Après la radio est venue l’éducation. Le fait que les femmes puissent lire et s’informer a modifié leur perception de l’excision. Le mythe de la pureté tombait au fur et à mesure que les femmes du village apprenaient à connaître leurs droits. Certaines mères ont commencé à choisir de ne pas faire exciser leurs enfants. Même s’il était difficile au début de résister à la pression sociale du village, certaines femmes y sont parvenues. Avant, elles ne savaient même pas qu’une femme sur Terre pouvait envisager de vivre toute sa vie sans être excisée. Elles ne connaissaient personne d’autre que des femmes excisées comme elles.
L’éducation à Kolda est arrivée grâce à des ONG comme Tostan. Sa fondatrice Molly Melching explique que Tostan a mis en oeuvre il y a trois ans à Kolda un programme d’éducation et de sensibilisation à la santé et aux droits de la personne. Elle explique que « le projet visait tous les enfants et les femmes du village sans jamais nommer ni pointer du doigt l’excision. Rapidement quand les enfants et les femmes du village ont pris conscience des risques pour la santé, ils ont eux-mêmes réclamé que cesse cette pratique. » Fatoumata Diallo était parmi les premières qui ont été sensibilisées aux droits de la personne et à l’hygiène.

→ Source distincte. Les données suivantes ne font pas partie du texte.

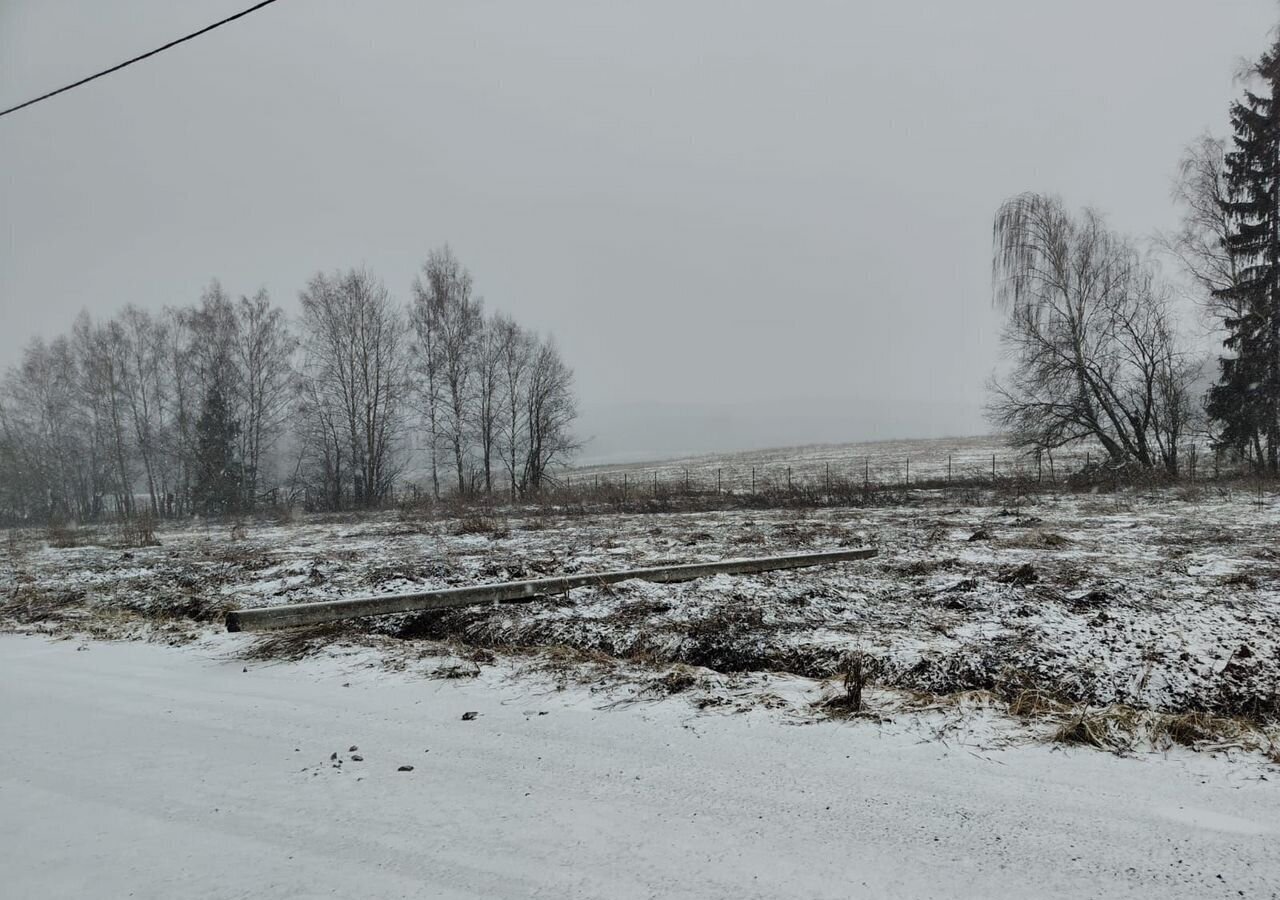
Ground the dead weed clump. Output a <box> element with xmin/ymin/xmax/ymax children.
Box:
<box><xmin>241</xmin><ymin>622</ymin><xmax>358</xmax><ymax>662</ymax></box>
<box><xmin>116</xmin><ymin>510</ymin><xmax>160</xmax><ymax>548</ymax></box>
<box><xmin>453</xmin><ymin>515</ymin><xmax>511</xmax><ymax>540</ymax></box>
<box><xmin>823</xmin><ymin>650</ymin><xmax>870</xmax><ymax>716</ymax></box>
<box><xmin>0</xmin><ymin>584</ymin><xmax>87</xmax><ymax>625</ymax></box>
<box><xmin>45</xmin><ymin>516</ymin><xmax>84</xmax><ymax>550</ymax></box>
<box><xmin>678</xmin><ymin>598</ymin><xmax>772</xmax><ymax>672</ymax></box>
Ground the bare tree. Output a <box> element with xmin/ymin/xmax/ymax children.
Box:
<box><xmin>301</xmin><ymin>269</ymin><xmax>407</xmax><ymax>507</ymax></box>
<box><xmin>119</xmin><ymin>305</ymin><xmax>168</xmax><ymax>516</ymax></box>
<box><xmin>1160</xmin><ymin>134</ymin><xmax>1240</xmax><ymax>320</ymax></box>
<box><xmin>412</xmin><ymin>246</ymin><xmax>484</xmax><ymax>492</ymax></box>
<box><xmin>988</xmin><ymin>193</ymin><xmax>1190</xmax><ymax>474</ymax></box>
<box><xmin>490</xmin><ymin>314</ymin><xmax>535</xmax><ymax>497</ymax></box>
<box><xmin>524</xmin><ymin>341</ymin><xmax>579</xmax><ymax>493</ymax></box>
<box><xmin>234</xmin><ymin>291</ymin><xmax>298</xmax><ymax>508</ymax></box>
<box><xmin>474</xmin><ymin>317</ymin><xmax>504</xmax><ymax>494</ymax></box>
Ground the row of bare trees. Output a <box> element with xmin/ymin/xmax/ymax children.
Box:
<box><xmin>0</xmin><ymin>282</ymin><xmax>294</xmax><ymax>520</ymax></box>
<box><xmin>0</xmin><ymin>248</ymin><xmax>576</xmax><ymax>521</ymax></box>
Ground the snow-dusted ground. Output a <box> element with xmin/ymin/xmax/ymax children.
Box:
<box><xmin>567</xmin><ymin>435</ymin><xmax>1141</xmax><ymax>494</ymax></box>
<box><xmin>0</xmin><ymin>488</ymin><xmax>1280</xmax><ymax>722</ymax></box>
<box><xmin>0</xmin><ymin>635</ymin><xmax>1280</xmax><ymax>900</ymax></box>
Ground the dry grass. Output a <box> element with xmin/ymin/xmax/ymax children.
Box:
<box><xmin>241</xmin><ymin>622</ymin><xmax>358</xmax><ymax>662</ymax></box>
<box><xmin>453</xmin><ymin>515</ymin><xmax>511</xmax><ymax>540</ymax></box>
<box><xmin>115</xmin><ymin>510</ymin><xmax>160</xmax><ymax>548</ymax></box>
<box><xmin>45</xmin><ymin>518</ymin><xmax>84</xmax><ymax>550</ymax></box>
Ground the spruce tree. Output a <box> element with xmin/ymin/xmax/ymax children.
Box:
<box><xmin>1207</xmin><ymin>35</ymin><xmax>1280</xmax><ymax>472</ymax></box>
<box><xmin>193</xmin><ymin>385</ymin><xmax>242</xmax><ymax>516</ymax></box>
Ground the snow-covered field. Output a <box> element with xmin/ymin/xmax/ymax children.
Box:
<box><xmin>0</xmin><ymin>634</ymin><xmax>1280</xmax><ymax>900</ymax></box>
<box><xmin>0</xmin><ymin>488</ymin><xmax>1280</xmax><ymax>754</ymax></box>
<box><xmin>568</xmin><ymin>435</ymin><xmax>1141</xmax><ymax>493</ymax></box>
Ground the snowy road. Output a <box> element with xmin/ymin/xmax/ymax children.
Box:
<box><xmin>0</xmin><ymin>636</ymin><xmax>1280</xmax><ymax>899</ymax></box>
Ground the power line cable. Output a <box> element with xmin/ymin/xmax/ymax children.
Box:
<box><xmin>0</xmin><ymin>0</ymin><xmax>285</xmax><ymax>117</ymax></box>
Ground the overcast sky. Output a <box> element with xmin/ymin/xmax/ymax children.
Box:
<box><xmin>0</xmin><ymin>0</ymin><xmax>1280</xmax><ymax>460</ymax></box>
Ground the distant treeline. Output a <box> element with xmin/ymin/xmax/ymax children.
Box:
<box><xmin>0</xmin><ymin>247</ymin><xmax>576</xmax><ymax>521</ymax></box>
<box><xmin>989</xmin><ymin>29</ymin><xmax>1280</xmax><ymax>476</ymax></box>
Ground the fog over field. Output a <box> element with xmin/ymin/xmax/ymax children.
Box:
<box><xmin>0</xmin><ymin>0</ymin><xmax>1275</xmax><ymax>460</ymax></box>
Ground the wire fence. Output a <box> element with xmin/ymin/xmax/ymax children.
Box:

à Kolda, Fatoumata et tout le village ont décidé de dire non à l’excision. Pour marquer l’événement, ils ont organisé une grande fête de village où ils ont invité des femmes de villages voisins, venues du Sénégal et de Guinée où l’excision est aussi très répandue. Toute la journée, les habitants chantent, crient et dansent leur fierté d’abandonner une pratique qu’ils jugent barbare. C’est un passage à la modernité. On espère ainsi que les autres prendront conscience du réel danger de l’excision pour la santé des femmes.
Mais renoncer à une tradition vieille de plusieurs siècles n’est pas une chose facile. Un des problèmes souvent rencontrés par ces femmes est de trouver un autre métier alors que c’était leur seul moyen de subsistance et qu’elles gagnaient bien leur vie en excisant. Fatoumata croit pouvoir réussir à reconvertir bon nombre d’entre elles. « J’ai créé une coopérative agricole et je veux regrouper d’anciennes exciseuses. En faisant de la culture maraîchère, j’espère convaincre d’anciennes exciseuses de déposer leurs couteaux. » Ces exciseuses y verront un autre moyen de gagner dignement leur vie sans devoir risquer celle de jeunes fillettes.